Efficient In-Memory Inverted Indexes: Theory and Practice

¹The University of Queensland, ²University of Glasgow, ³Pinecone, ⁴MongoDB, Inc.

Date and Location: SIGIR 2025, Padua, Italy - Sunday July 13th, 09.00-12.30

Abstract

Inverted indexes are the backbone of most large-scale information retrieval systems. Although conceptually simple, high-performance inverted indexes require a deep understanding of low-level system optimizations, compression techniques, and traversal strategies. With the widespread adoption of in-memory search engines, the rise of learned sparse retrieval (LSR), and the increasing complexity of ranking pipelines, the design space for efficient indexing and retrieval systems has expanded significantly.

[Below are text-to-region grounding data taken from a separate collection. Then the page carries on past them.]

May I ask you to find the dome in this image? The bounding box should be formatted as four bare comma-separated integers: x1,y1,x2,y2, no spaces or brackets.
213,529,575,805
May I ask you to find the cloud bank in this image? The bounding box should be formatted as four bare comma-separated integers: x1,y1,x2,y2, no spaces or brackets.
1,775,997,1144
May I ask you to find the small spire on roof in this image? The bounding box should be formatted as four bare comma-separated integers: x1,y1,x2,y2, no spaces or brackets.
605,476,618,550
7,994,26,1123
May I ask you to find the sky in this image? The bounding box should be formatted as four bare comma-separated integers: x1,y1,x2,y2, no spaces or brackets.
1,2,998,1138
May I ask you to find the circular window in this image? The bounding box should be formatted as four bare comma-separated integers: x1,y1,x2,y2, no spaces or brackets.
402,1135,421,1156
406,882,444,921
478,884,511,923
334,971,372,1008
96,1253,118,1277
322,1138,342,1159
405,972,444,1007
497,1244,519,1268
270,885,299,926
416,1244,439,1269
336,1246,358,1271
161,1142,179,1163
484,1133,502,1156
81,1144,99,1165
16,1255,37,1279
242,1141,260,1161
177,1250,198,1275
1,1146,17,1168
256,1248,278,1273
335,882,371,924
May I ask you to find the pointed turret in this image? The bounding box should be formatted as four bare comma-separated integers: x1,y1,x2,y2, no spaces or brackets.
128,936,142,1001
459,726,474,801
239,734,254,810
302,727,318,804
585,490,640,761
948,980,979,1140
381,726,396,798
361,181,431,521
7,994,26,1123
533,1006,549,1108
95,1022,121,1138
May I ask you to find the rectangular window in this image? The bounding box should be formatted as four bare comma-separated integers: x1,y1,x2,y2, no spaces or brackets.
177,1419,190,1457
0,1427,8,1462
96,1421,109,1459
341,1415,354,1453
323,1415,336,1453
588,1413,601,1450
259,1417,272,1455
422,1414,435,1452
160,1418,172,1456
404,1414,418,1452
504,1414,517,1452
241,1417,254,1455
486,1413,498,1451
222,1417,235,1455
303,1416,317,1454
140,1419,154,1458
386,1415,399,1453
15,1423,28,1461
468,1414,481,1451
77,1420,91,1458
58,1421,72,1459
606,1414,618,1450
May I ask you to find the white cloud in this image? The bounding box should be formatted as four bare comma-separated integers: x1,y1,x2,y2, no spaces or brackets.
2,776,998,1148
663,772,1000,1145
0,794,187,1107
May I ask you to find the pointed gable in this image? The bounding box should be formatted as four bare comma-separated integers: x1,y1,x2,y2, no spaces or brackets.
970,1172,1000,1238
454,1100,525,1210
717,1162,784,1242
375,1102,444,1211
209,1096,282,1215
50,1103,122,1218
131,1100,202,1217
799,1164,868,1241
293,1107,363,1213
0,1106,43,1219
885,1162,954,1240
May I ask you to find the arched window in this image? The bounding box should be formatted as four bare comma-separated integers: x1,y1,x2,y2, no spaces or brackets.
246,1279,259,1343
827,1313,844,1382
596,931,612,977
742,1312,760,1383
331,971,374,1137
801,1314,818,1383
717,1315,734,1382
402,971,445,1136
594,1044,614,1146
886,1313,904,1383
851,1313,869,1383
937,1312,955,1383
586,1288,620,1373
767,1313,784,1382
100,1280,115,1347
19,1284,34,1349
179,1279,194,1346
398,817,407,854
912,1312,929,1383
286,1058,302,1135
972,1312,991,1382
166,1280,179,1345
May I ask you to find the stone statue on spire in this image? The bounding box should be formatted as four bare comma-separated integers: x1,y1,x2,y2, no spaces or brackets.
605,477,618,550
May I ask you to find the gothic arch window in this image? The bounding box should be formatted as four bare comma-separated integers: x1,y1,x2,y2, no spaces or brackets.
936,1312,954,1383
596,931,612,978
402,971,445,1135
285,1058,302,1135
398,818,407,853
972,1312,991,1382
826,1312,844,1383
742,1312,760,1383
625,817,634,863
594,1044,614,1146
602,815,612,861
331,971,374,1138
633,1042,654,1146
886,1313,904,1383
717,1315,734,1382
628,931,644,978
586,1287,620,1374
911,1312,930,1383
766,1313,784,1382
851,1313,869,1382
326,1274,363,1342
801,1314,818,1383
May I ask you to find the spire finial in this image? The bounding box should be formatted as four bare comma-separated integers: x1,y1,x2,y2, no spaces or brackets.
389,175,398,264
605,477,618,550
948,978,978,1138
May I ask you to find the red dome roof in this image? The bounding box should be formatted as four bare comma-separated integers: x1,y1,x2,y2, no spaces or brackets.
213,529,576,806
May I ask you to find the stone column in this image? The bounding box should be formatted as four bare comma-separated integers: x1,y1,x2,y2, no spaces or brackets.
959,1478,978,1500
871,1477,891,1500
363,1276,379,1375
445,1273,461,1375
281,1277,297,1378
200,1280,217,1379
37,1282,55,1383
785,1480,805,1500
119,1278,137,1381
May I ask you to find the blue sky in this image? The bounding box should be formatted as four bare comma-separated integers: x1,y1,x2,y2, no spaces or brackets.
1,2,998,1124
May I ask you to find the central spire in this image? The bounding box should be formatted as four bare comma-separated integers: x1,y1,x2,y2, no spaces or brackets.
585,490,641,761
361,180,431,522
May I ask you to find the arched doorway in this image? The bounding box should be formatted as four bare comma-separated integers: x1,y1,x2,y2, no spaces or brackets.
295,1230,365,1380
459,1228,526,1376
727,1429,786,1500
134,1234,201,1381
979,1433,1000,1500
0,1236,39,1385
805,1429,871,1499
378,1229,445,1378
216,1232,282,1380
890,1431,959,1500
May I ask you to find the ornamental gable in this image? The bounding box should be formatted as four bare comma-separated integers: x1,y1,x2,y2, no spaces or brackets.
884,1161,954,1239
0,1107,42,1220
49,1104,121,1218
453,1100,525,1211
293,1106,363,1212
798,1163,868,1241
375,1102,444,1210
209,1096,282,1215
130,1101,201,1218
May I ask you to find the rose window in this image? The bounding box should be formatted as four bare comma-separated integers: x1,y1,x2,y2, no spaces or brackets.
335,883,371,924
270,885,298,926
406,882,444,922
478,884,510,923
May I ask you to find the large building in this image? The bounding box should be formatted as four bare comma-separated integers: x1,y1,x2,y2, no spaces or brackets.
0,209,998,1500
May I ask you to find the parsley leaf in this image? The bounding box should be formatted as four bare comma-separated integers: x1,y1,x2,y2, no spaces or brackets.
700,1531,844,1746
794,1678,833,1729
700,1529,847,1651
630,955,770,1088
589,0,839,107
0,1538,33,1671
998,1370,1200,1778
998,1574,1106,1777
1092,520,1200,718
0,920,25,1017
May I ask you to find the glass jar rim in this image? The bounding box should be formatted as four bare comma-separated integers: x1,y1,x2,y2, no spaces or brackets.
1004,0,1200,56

This tutorial addresses a critical knowledge gap between textbook-style explanations and advanced techniques required for efficient and optimized retrieval. It aims to equip researchers and practitioners with a comprehensive understanding of how modern in-memory search systems are designed, built, and optimized for high-performance retrieval across large-scale document collections.

Practical Component

For the practical component, we will need to grab some data, and have some instructions ready.

Prerequisite: You have your own machine with Docker installed.
I will step through on my own machine if you don’t have access.

You can also experiment with the tutorial at any time (later).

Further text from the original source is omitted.